The government announced in October 2010 that 24 Local Enterprise Partnerships (LEPs) would replace Labour’s Regional Development Agencies.
As of March 2016, £7.3bn worth of public cash had been earmarked to LEPs to push regional growth.
The LEPs decide who is a member of their board but they must be chaired by a business person and at least half of their members must be from the private sector.
The New Anglia LEP board is made up of eight people from the private sector and eight from the public sector.

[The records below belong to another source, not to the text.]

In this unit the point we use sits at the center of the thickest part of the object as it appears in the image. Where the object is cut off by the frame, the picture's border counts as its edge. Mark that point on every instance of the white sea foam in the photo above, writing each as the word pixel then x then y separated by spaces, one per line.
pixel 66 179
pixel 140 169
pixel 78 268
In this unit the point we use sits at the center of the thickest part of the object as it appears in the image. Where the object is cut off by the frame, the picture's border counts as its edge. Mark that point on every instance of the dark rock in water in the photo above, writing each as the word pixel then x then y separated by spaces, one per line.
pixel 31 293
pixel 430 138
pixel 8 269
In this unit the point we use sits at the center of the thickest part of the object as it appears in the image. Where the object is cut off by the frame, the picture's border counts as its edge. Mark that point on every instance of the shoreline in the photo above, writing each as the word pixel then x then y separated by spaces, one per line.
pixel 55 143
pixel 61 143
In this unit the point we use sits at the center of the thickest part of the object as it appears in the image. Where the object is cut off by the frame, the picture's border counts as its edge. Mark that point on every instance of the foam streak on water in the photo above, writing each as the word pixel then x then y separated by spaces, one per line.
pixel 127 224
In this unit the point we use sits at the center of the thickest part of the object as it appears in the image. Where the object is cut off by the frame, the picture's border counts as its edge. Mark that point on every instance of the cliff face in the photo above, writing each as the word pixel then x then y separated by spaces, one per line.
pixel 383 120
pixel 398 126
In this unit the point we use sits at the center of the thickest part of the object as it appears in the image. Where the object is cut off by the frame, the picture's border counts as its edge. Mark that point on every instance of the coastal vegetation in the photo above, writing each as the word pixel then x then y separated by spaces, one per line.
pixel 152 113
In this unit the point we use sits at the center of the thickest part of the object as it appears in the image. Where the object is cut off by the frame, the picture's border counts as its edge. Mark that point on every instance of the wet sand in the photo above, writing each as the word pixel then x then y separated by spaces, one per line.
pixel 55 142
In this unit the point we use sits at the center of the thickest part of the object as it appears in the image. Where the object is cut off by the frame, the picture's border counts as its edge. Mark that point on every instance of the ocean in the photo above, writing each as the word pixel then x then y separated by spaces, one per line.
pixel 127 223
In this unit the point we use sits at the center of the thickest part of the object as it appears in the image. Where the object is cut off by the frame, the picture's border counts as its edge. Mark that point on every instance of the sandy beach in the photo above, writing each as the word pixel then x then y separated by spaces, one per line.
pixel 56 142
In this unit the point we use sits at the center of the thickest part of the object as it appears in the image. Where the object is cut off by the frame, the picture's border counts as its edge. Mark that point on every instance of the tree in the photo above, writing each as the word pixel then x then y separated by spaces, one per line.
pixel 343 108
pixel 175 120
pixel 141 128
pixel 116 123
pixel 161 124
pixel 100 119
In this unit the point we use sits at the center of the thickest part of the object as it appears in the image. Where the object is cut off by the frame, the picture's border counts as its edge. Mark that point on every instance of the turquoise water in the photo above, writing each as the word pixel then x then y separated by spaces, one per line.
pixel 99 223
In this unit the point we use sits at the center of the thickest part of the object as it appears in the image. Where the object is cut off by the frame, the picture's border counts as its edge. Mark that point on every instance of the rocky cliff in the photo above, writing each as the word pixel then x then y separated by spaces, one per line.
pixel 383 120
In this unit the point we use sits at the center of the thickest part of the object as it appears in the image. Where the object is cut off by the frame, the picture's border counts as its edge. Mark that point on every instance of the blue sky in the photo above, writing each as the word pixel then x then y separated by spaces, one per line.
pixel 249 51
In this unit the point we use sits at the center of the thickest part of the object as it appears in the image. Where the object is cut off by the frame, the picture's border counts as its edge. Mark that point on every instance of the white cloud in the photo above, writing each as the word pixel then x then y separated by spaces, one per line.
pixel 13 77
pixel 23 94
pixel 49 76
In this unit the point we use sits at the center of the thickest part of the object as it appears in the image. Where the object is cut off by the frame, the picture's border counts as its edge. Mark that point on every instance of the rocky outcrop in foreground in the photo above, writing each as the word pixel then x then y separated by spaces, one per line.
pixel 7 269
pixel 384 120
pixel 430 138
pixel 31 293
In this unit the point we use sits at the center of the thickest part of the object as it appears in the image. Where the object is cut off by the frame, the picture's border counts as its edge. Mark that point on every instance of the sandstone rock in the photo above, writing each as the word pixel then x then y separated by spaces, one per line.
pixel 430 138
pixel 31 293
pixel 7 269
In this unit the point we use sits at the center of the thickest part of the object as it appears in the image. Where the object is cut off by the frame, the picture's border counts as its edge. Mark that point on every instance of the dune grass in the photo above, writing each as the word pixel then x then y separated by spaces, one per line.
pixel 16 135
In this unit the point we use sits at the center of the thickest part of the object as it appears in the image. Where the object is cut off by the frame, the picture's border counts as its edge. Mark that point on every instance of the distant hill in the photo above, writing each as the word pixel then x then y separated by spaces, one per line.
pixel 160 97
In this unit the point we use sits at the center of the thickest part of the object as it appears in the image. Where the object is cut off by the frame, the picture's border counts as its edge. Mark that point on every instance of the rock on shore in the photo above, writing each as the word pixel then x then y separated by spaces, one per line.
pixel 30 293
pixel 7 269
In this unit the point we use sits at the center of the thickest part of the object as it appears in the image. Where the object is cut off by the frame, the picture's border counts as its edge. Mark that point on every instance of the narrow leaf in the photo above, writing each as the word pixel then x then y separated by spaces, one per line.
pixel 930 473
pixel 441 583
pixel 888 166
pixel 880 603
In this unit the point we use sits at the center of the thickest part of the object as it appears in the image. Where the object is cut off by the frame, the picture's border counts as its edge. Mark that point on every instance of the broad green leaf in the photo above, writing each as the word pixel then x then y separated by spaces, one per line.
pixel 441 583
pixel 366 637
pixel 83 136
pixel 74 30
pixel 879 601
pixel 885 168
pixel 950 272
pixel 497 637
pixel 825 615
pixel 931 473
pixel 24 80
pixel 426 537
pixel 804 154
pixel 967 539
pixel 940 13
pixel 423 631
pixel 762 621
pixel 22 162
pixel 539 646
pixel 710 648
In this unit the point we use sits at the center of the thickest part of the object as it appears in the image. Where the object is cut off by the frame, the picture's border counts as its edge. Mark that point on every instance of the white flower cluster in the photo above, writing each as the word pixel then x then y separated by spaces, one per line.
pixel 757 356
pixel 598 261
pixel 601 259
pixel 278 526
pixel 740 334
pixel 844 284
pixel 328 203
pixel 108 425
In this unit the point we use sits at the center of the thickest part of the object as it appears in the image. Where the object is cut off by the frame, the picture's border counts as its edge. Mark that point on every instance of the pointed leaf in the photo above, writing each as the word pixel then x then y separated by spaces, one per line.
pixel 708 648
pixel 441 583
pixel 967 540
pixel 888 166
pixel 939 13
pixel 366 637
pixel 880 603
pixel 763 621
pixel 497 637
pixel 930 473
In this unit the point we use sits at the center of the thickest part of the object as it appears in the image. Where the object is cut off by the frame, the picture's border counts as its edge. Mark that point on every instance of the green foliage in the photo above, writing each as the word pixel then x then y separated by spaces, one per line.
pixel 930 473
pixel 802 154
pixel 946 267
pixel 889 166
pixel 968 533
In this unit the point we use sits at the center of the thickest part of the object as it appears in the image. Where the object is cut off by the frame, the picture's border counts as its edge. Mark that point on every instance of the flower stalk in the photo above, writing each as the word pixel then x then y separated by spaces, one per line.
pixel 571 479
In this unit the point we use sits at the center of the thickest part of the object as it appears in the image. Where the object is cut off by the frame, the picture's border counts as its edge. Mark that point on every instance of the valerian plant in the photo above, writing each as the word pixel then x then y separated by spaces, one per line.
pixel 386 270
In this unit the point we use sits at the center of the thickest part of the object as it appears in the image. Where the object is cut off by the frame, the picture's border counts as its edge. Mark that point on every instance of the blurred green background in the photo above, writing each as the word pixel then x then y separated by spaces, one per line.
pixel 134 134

They are: Mark Pendlington, group director, Anglian Water; Doug Field, joint chief executive, East of England Co-op; Mark Goodall, area manager, Aker Solutions; Jeanette Wheeler, partner, Birketts LLP; Steve Oliver, chairman, MLM Group; Lindsey Rix, managing director, Personal Lines, Aviva; Davina Tanner, chief executive, Britannia Enterprises; Dr Tim Whitley, managing director research and innovation, BT; David Ellesmere, leader, Ipswich Borough Council; Andrew Proctor, leader, Broadland District Council; John Griffiths, leader, St Edmundsbury Borough Council; Cliff Jordan, leader, Norfolk County Council; Colin Noble, leader, Suffolk County Council; Alan Waters, leader, Norwich City Council; Dr Nikos Savvas, principal, West Suffolk College; and Professor David Richardson, vice-chancellor, University of East Anglia.
Which projects have the LEP backed?
The LEP supports projects from road and rail to food and flood defences.
It has several funds of public money which it uses to support private businesses to invest in East Anglia.
Firms benefiting from the cash range from huge multinationals such as McDonalds to small start-ups.
Some of the money is given as loans with the interest rate decided depending on risk of the project, while other cash is given as a grant.
The LEP has supported infrastructure projects with its “Growing Places Fund” with funding of £17m.
It has also given more than £15m of taxpayers’ money out as grants through its Growing Business Fund.
That cash has gone to 300 businesses and the LEP says the funding will create 2,200 jobs and unlock private investment of £100m.
Mr Starkie said the LEP would not loan the public money to private firms at “unacceptable risk” but intervened when projects or companies could not get private funding which would benefit the region.
“If something is not working in the system, we look to step in,” he said.
Funding has included:
• £6.6m towards the £53m flood defences in Ipswich
• £2.5m for the new Innovation Centre at King’s Lynn
• £500,000 to support commercial developments on the Barton Mills roundabout on the A11 including McDonalds and a petrol station
• £2m for Haverhill Research Park
• £2.8m to Pasta Foods to help build a new production line in Great Yarmouth
The LEP also agreed last year to put an extra £10m of public money into the NDR when Norfolk County Council found a £30m black hole in the £178.5m project.
Mr Starkie defended the decision, saying the LEP had already invested money in the project.
He also said that Greenpeace had come to the LEP’s board meeting to speak against funding the new road so the board got an alternative view.
Where the money went
Of the £37m the LEP was given in a grant from the government last financial year, the LEP passed £20m of that on in grants to projects in Norfolk and Suffolk.
The biggest sum of £3.9m was given to West Suffolk College for its engineering and technology centre.
Another £4m was paid out in loans to kick-start businesses and projects.
Staff costs for the LEP’s 23 employees came to around £1m.
That left almost a third of its budget, £12m, which was earmarked for projects such as the College of West Anglia and the Aviation Academy at Norwich Airport which fell behind schedule.
It meant the money could not be passed on and the LEP under spent by £12m.
That money rolled over to be spent this year instead, with the College of West Anglia opening in September and work starting on the Aviation Academy in April.
“We have to spend the money we are allocated in a year,” Mr Starkie said.
“If a sector slips that is a problem so we are trying to be as flexible as we can with our projects.”